Successes of Chilean Pension Fund Privatization

One of the main successes of the privatization of the Chilean pension system was that it left individuals with the mental perception that their pension would be available to them when they retired. This is a directly a result of the fact that the new system gives a return to individuals based on what they contribute. This also gives motive to individuals to put more money into their pensions so that they can retire early, or so they receive higher annuities when they do retire.

The new system that Chile has implemented gives the individual some control over how his or her pension money will be invested. Administradores de Fondos de Pensiones (AFPs) run the pensions. There are a number of different AFPs for each individual to choose from and each AFP is a private company that gets to choose how to invest an individual's money. One AFP can invest heavily in one sector of the market while another AFP may not invest in that sector at all. All the while, the government of Chile facilitates and imposes restrictions on their investing so these companies do not become reckless. Experts believe that this has been good for the country because it has led to increased investment in different financial markets in Chile leading to the growth of those markets.

Since its inception, the system has given an average annual return of 12.8% in real terms.
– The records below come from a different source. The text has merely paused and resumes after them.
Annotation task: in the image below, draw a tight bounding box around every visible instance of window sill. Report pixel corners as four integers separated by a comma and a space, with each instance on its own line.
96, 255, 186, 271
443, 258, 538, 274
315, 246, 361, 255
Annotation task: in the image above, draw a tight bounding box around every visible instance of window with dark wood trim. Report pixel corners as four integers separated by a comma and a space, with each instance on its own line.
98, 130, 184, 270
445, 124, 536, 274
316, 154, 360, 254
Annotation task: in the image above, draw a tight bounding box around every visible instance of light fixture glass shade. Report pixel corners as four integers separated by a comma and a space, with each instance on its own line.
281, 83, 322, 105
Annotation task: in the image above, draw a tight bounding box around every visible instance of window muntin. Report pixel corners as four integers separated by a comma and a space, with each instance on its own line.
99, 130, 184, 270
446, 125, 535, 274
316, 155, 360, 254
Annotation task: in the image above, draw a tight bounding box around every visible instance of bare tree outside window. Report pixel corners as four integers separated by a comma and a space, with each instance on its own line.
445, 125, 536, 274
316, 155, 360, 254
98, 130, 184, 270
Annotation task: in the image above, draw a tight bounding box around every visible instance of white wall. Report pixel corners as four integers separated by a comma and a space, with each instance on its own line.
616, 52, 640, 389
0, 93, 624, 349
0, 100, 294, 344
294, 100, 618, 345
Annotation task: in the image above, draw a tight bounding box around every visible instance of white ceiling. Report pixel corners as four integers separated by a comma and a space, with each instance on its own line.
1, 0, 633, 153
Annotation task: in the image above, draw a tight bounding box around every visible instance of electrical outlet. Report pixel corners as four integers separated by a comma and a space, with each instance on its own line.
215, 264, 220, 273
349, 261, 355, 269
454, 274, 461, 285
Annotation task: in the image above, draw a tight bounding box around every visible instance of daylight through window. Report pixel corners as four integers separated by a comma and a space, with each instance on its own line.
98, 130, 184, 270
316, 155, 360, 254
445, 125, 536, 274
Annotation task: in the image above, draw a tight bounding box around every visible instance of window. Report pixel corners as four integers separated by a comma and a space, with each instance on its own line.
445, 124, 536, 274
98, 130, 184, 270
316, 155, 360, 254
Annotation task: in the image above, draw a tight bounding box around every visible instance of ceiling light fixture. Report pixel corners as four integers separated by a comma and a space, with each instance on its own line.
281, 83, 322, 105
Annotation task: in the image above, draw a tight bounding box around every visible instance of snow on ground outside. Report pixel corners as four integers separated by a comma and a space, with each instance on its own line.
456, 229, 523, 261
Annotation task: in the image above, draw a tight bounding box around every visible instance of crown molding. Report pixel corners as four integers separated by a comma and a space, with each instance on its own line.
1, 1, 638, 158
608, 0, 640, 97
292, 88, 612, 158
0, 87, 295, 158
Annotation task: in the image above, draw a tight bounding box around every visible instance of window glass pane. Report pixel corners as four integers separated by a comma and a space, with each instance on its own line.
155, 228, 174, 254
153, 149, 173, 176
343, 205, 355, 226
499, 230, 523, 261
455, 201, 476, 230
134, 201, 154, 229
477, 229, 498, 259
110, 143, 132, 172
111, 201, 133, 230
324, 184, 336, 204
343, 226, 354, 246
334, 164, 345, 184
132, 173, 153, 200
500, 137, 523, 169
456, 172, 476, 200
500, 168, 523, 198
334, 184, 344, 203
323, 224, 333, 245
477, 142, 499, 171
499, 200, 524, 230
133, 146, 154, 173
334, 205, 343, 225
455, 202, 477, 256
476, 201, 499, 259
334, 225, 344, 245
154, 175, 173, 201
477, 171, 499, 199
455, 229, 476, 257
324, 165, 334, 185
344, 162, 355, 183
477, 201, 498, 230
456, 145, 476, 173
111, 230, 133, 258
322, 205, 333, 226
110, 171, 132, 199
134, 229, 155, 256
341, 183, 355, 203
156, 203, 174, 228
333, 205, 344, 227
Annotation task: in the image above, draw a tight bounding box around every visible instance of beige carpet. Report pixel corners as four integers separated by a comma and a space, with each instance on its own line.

Its success is further validated when we analyze the level of unemployment within Chile. The payroll tax cuts that came as a result of switching out of the old system has led to a lower level of unemployment within Chile which experts believe have sparked economic growth. Economic growth within the country is at 7% now, double its historical rate of 3.5% before 1980 when it switched over.

Though proven successful on many levels, the system still has its disadvantages and poses certain risks for the future. For one, the system must coexist with the old pay-as-you-go system it replaced in 1980. The government must continue to pay benefits to those individuals that retired before the inception of this new system. Experts believe these two systems must to coexist until about 2045. As mentioned, the government must still issue benefits even though it has faced a sharp decline in its income because of lost social security taxes. The government must also finance recognition bonds for those individuals that transferred from the old system into the new system.
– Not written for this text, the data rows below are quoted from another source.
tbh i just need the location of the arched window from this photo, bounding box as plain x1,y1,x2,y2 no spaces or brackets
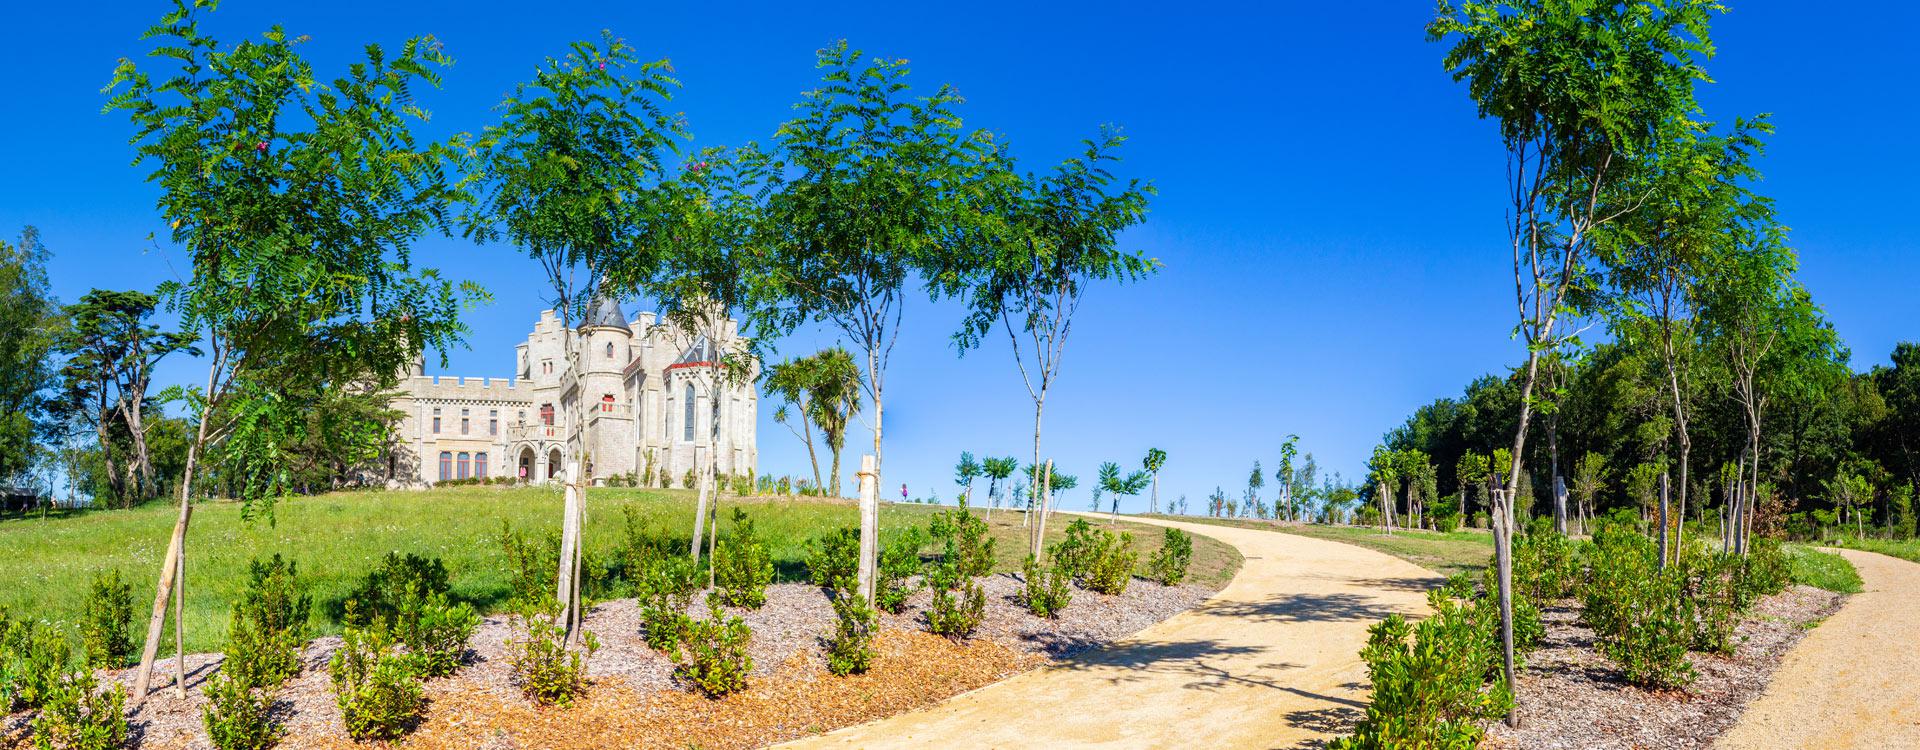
474,451,488,478
683,384,695,442
457,452,470,480
438,451,452,481
601,394,615,413
605,342,615,359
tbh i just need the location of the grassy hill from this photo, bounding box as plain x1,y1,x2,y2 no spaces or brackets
0,486,1239,653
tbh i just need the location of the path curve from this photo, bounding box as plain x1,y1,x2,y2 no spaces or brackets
1717,549,1920,750
777,515,1441,749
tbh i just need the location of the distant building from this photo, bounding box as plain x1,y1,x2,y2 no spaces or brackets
384,297,757,487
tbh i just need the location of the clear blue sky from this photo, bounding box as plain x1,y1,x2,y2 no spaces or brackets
3,1,1915,510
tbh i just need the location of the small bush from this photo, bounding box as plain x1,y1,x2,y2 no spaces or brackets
635,553,700,652
924,564,986,639
395,588,480,678
505,610,598,707
930,508,995,578
28,671,127,750
1431,508,1463,533
1514,530,1581,601
682,468,696,491
329,628,426,742
875,528,926,613
807,526,861,594
823,596,876,677
222,555,312,689
1327,586,1511,750
674,604,752,697
201,672,279,750
709,508,775,609
1051,519,1100,579
1736,538,1792,604
1020,556,1072,618
79,570,135,670
1147,527,1193,586
1585,525,1694,688
1083,531,1139,595
3,616,73,711
498,520,560,612
340,553,450,629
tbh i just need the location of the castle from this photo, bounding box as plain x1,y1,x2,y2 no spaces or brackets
385,297,757,487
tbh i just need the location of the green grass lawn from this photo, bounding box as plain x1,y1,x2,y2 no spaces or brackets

There may always be the threat that operating costs to make the system run will deplete the actual returns of the system. In 1984, 90% of the contribution to the system was used to cover administrative expenses; the number has gone down since then. There is also the concern that many people will not reach their minimum benefit or that their pensions will become depleted. In such cases, the discrepancy must be met by the government. The government will also have to step in if an AFP happens to default.
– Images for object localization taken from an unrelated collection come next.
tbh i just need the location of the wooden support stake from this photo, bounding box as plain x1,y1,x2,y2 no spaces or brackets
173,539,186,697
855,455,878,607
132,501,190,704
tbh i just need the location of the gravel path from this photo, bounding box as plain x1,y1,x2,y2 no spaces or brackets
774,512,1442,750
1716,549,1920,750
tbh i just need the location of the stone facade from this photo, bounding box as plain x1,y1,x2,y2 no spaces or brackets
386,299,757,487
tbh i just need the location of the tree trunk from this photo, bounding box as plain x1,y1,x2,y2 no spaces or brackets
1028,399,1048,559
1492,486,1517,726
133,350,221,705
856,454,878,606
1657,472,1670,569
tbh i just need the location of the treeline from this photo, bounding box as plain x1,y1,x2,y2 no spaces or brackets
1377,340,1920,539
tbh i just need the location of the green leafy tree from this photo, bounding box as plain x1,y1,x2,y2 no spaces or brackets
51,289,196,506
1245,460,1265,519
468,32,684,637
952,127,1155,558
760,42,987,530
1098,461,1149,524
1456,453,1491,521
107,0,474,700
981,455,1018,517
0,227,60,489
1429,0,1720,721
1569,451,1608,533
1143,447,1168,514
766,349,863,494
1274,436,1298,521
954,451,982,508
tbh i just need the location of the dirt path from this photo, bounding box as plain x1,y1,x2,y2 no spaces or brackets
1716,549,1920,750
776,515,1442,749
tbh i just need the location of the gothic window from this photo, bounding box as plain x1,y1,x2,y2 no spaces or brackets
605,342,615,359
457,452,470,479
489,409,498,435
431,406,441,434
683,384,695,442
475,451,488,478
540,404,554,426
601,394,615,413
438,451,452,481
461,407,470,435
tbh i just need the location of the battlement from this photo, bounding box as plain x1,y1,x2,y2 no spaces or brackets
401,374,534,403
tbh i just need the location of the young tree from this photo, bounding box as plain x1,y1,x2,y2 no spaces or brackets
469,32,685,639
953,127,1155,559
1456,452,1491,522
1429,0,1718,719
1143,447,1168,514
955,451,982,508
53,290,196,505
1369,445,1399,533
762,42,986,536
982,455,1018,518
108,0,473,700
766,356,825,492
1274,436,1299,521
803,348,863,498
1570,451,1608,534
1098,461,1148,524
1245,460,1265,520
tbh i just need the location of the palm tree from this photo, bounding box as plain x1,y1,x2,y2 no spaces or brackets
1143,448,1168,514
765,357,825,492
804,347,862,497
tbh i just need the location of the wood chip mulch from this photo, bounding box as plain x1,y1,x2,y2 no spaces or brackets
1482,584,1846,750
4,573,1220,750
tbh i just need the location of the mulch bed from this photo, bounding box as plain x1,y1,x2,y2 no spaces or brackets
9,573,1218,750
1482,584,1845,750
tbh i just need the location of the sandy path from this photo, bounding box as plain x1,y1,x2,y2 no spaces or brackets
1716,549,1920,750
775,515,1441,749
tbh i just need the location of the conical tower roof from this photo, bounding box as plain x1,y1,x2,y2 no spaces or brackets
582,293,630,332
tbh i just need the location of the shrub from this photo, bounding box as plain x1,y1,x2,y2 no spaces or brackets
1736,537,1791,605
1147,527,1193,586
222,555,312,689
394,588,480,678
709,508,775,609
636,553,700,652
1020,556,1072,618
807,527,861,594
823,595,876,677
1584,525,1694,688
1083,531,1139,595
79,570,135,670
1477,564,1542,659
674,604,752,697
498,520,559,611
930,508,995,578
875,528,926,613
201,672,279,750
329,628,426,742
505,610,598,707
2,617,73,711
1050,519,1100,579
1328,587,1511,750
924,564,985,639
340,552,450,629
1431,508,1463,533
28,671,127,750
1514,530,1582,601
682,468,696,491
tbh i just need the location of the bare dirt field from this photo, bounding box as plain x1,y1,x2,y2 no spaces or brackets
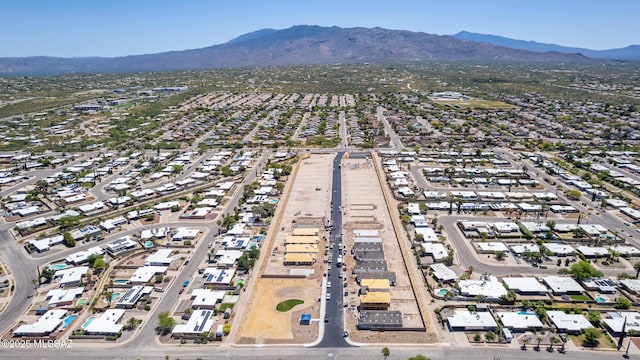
236,277,320,344
238,153,334,344
341,156,431,343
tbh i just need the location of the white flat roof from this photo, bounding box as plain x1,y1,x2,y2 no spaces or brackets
477,242,509,253
547,310,592,332
172,309,215,335
576,246,609,257
543,276,584,294
430,263,457,282
203,268,235,285
191,288,226,308
144,249,174,266
620,279,640,293
509,244,540,254
543,243,575,255
129,266,167,283
604,312,640,334
14,309,66,335
496,312,544,330
502,277,548,294
422,242,448,261
459,276,508,299
447,309,497,329
415,227,437,241
55,266,89,286
84,309,125,335
46,287,84,307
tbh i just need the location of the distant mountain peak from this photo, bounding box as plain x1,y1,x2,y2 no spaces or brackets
226,28,278,44
452,30,640,60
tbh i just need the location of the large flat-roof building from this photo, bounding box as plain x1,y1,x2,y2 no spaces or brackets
54,266,89,287
115,286,153,309
542,276,584,294
547,311,592,333
14,309,66,337
83,309,125,335
447,310,498,331
357,310,403,330
502,277,548,295
172,309,215,338
496,312,543,331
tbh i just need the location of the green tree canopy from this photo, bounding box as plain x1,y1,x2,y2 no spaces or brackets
157,311,175,335
568,260,603,281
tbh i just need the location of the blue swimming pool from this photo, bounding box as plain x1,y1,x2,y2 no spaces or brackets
270,199,278,204
436,288,448,296
82,316,95,329
144,241,154,248
62,314,77,329
104,292,122,303
596,294,608,303
48,263,69,271
113,279,128,284
518,311,537,316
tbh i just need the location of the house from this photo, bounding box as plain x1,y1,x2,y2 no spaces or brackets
458,276,508,299
54,266,89,287
502,277,548,295
542,276,584,294
190,289,226,309
202,268,235,287
447,309,498,331
496,312,543,331
65,247,104,265
14,309,67,337
144,249,174,266
83,309,125,335
129,266,167,284
430,263,457,283
603,312,640,335
46,287,84,307
547,311,592,333
172,309,214,338
115,286,153,308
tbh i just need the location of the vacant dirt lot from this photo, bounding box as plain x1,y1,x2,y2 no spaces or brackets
236,278,319,344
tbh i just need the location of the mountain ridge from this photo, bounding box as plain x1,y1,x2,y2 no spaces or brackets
0,25,598,75
453,31,640,61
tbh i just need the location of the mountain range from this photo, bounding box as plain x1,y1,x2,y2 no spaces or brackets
0,25,622,75
453,31,640,61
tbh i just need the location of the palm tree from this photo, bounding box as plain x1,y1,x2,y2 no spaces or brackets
522,338,529,350
381,347,390,360
634,261,640,279
549,336,560,351
536,336,543,351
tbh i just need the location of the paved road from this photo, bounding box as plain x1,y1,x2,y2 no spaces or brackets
0,342,631,360
376,106,404,150
317,152,350,348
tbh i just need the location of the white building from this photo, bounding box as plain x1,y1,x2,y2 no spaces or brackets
430,263,457,283
83,309,125,335
502,277,548,295
542,243,575,256
129,266,167,284
144,249,174,266
547,310,592,333
14,309,67,336
496,312,543,331
172,309,215,337
46,287,84,307
54,266,89,287
447,309,498,331
542,276,584,294
190,289,226,309
459,276,508,299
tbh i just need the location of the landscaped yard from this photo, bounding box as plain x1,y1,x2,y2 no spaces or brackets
569,294,590,301
276,299,304,312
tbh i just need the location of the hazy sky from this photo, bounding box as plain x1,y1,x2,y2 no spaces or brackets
1,0,637,57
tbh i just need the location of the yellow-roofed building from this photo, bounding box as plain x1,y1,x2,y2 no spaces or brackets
284,253,316,266
285,236,318,244
359,292,391,310
285,244,318,254
292,228,319,236
360,278,390,292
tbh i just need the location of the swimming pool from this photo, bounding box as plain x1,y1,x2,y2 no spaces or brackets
103,292,122,303
62,314,77,329
48,263,69,271
518,311,537,316
595,294,608,303
82,316,95,329
269,199,278,204
144,240,154,248
436,288,448,296
113,279,128,284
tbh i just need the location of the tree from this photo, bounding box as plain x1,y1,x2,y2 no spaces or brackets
522,338,530,350
583,328,602,347
473,334,482,342
485,331,496,342
634,261,640,279
549,336,560,351
381,347,390,360
615,297,632,310
566,189,582,200
62,232,76,247
588,311,601,326
408,355,430,360
536,336,543,350
157,311,176,335
93,257,106,270
495,250,506,261
568,260,603,281
126,317,140,331
222,323,231,335
500,290,517,304
41,267,56,283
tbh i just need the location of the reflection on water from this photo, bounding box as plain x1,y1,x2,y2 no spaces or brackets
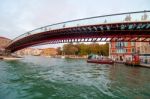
0,56,150,99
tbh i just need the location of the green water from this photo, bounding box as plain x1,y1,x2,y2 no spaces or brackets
0,56,150,99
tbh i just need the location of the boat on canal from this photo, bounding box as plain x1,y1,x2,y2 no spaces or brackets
87,54,114,65
0,55,23,61
87,59,114,64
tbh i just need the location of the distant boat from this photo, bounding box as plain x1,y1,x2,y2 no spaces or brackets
45,56,51,58
3,57,23,61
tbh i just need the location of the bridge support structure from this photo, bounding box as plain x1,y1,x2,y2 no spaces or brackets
0,49,11,56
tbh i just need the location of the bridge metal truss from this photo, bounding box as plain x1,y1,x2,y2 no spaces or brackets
6,21,150,52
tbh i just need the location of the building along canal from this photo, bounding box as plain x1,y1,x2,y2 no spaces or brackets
0,56,150,99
The United States Social Security System

The current United States Social Security system is also known as the OASDI system (Social Security - summary of programs). These initials represent the 4 aspects that social security gives aid to: "OA" for Old Age or those who are retiring, "S" for Survivors or those who have lost their spouse, "D" for Disability or those who have suffered an injury while on the job, and "I" for Insurance.

Of this social security tax, one-half must be paid by the employee and the other one-half must be paid by their employers. Those individuals who are self-employed bear the burden of paying the entire social security tax themselves (Social Security - summary of programs).

This system is also known as the "Pay-As-You-Go" system, which was formerly used by the Chilean government (Berlin). Under this system, current tax receipts are used to pay current benefits. Essentially, this means that the social security taxes paid now will be used to pay those that are eligible for social security tax now. A major flaw of this system is the risk of a poor future economy.

In the U.S since the early 1980's, social security revenues have exceeded social security liabilities on a yearly basis. Thus, this excess revenue has been building up in what is known as the Social Security trust fund. Recent revenue projections, however, predict that social security expenses will start exceeding revenues as early as 2018.